さらにリオンのステータスならば、一秒で二、三皿を完成させることも可能だった。
「メルテラ、あらかじめ客に三つのトッピングがあることを伝えておいてくれ。トンカツが+銅貨二枚、チーズが+銅貨一枚、目玉焼きも+銅貨一枚だ」
「わ、分かったのじゃ!」
順番が来てからトッピングを考えられては、時間が勿体ない。
「わ、私はどうすれば!?」
「ゴーストにできることなんて――いや、待てよ……。そうだ、クレーマーっぽい奴がいたら、憑依して排除してくれ」
「クレーマーですか?」
ちょうどそのとき、先ほどカレーを購入した若い男が怒鳴り声を上げながら近づいてきた。
「おい! どういうことだ、これは!」
「ああいうのを大人しくさせて、どこか遠くにやってくれ」
「分かりました!」
「さっき買ったカレーの中に虫が入っ――むぐっ!?」
男は急に静かになったかと思うと、そのまま回れ右して去っていく。
(注意しながら作ってるからな。虫なんて入っているはずがない。大方、買った後に入ってきたんだろう)
……あるいは、ライバル店の差し金か。
虫程度であそこまで怒るとは考えづらい。
もちろん元からそういう人間という可能性もあるが、リオンの目には、男が演技をしているようにも見えた。
「スーラ」
『はいなのー』
「念のためベイビースーラを使って、あの男の後を追跡してみてくれ」
『りょーかいなのー』
そんなことがありつつも、リオンは猛スピードでカレーを売っていく。
あまりの回転の速さに、通常なら三十分は並びそうな行列が、ものの数分で処理されていった。
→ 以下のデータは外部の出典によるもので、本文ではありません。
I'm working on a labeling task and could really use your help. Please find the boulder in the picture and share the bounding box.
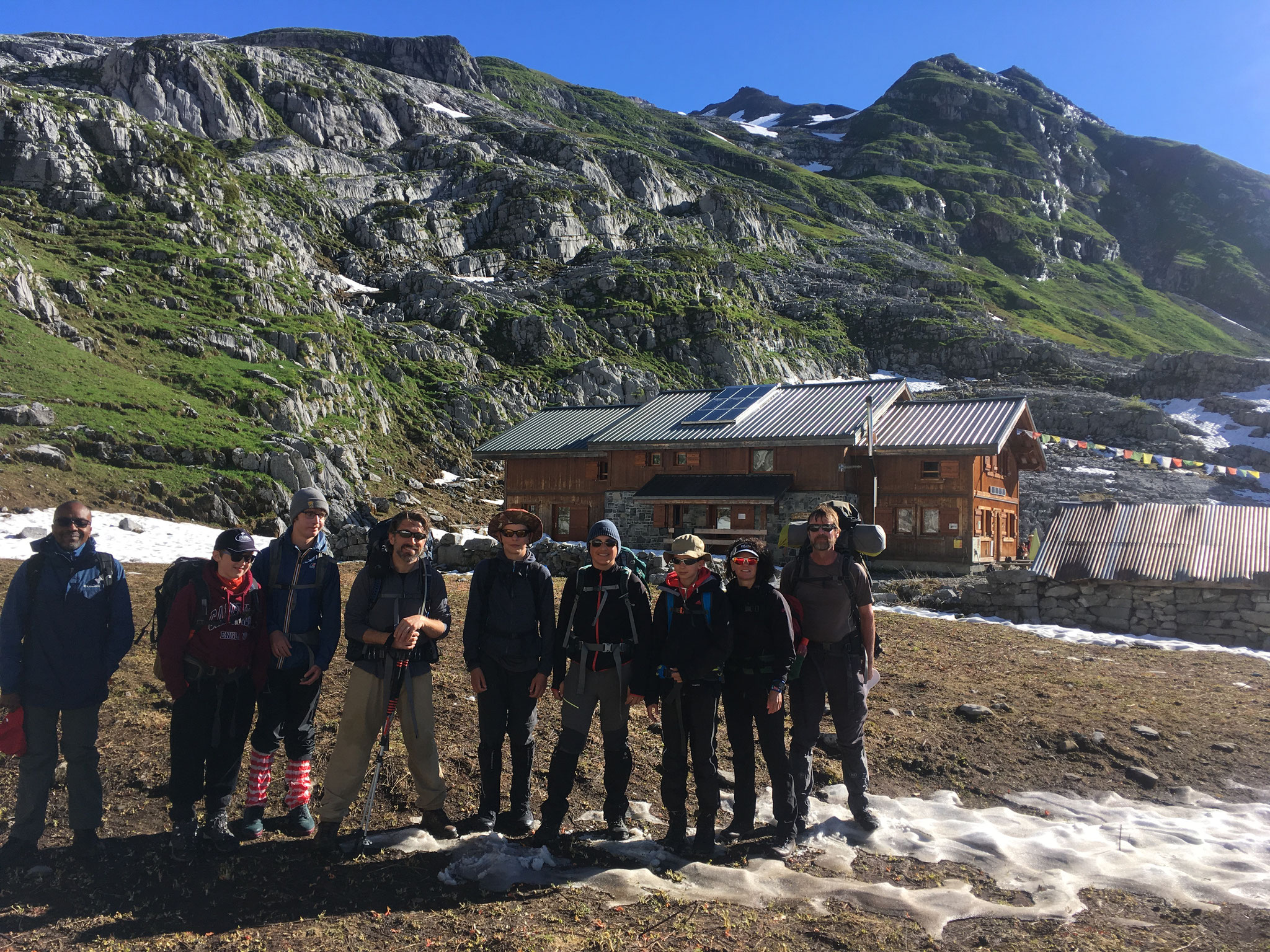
[14,443,71,470]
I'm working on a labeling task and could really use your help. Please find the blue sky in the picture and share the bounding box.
[10,0,1270,171]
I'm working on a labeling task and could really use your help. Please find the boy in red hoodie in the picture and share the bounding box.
[159,529,269,859]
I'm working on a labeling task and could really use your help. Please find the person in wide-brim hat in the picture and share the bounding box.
[487,509,542,546]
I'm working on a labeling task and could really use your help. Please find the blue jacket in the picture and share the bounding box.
[0,536,133,708]
[252,529,340,671]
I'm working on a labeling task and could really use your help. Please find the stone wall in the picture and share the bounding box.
[961,571,1270,649]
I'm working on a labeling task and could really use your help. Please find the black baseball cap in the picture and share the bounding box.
[212,529,260,555]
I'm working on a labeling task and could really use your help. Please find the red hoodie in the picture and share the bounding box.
[159,561,269,698]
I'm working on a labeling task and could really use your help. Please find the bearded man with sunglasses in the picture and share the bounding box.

だが次から次へと客が来るため、行列は途切れることがない。
と、そのときだった。
突然、行列が騒めき始め、何事かとリオンは視線を転じる。
「グルメ王だ……」
「グルメ王が来たぞ……」
そんな声があちこちで上がる中、行列など無視して堂々と先頭まで歩いてきたのは、恰幅のいい中年男だった。
「グルメ王……?」
誰だそれは、とリオンは首を傾げた。